While a continued cooling in inflation and a reasonably solid economic growth setting would appear to be two ideal outcomes for Powell & Co. and certainly welcome developments, we would continue to urge some caution. As the Fed Chairman made abundantly clear at last week’s presser, the Fed is not going to make future policy decisions based upon one month’s set of data. If we could use one word to describe what the policy maker is looking at, it is the “totality” of incoming economic releases that is the focus. In fact, this theme really is the key behind a data-dependent approach to monetary policy.
That being said, let’s take a look at the GDP statistics and go under the hood a bit. While we have written about the resilient consumer lately, there was a noticeable drop-off in household spending in Q2. Specifically, PCE posted a more modest gain of +1.6% last quarter, a rather sizeable deceleration from the +4.2% increase in Q1. Is this the beginning of a consumer that will become more cautious going forward? Given the solid labor market setting and higher interest income potential we discussed a couple of weeks ago, we think the consumer can remain a supporting force for the overall economy, but perhaps not to the same degree that was witnessed in the first quarter. In addition, let’s keep our eye on three other cylinders of the GDP engine: private domestic investment, inventories and net exports. Those three components carry the potential to tip the scales one way or the other going forward. Interestingly, government outlays may remain in the plus column, no doubt the by-product of running trillion-dollar deficits.

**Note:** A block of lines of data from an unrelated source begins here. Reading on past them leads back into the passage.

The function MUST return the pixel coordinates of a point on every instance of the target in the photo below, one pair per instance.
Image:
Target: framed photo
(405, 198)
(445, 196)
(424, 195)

What about the inflation side of the equation? The aforementioned increase in core PCE represented the slowest pace for this gauge since September 2021 and compares to the high watermark of +5.4% that was registered in February 2022. Up until this decline of -0.5 pp in the June reading, the improvement in core PCE had been rather grudgingly slow. To provide perspective, the year-over-year rate for core PCE had come in between +4.6% and +4.8% for the last seven months in a row. From a component perspective, goods inflation posted its third contraction in the last four months. On the service side of the ledger, prices rose +0.3%, or half the amount of increase that was being printed in the December/January period. However, service inflation has been sort of stuck at this level since March.
Back to the totality concept. Another key aspect for future policy decisions will be the labor markets, and in that regard, the setting continues to remain more on the solid side. The latest weekly jobless claims data showed an unexpected drop to 221,000, the lowest level since February.
The bottom line is that it looks like the U.S. Treasury market is finally getting the message. The widely anticipated recession, which may still be forthcoming, is not on our doorstep yet, and inflation, while cooling, is still double the Fed’s 2% threshold.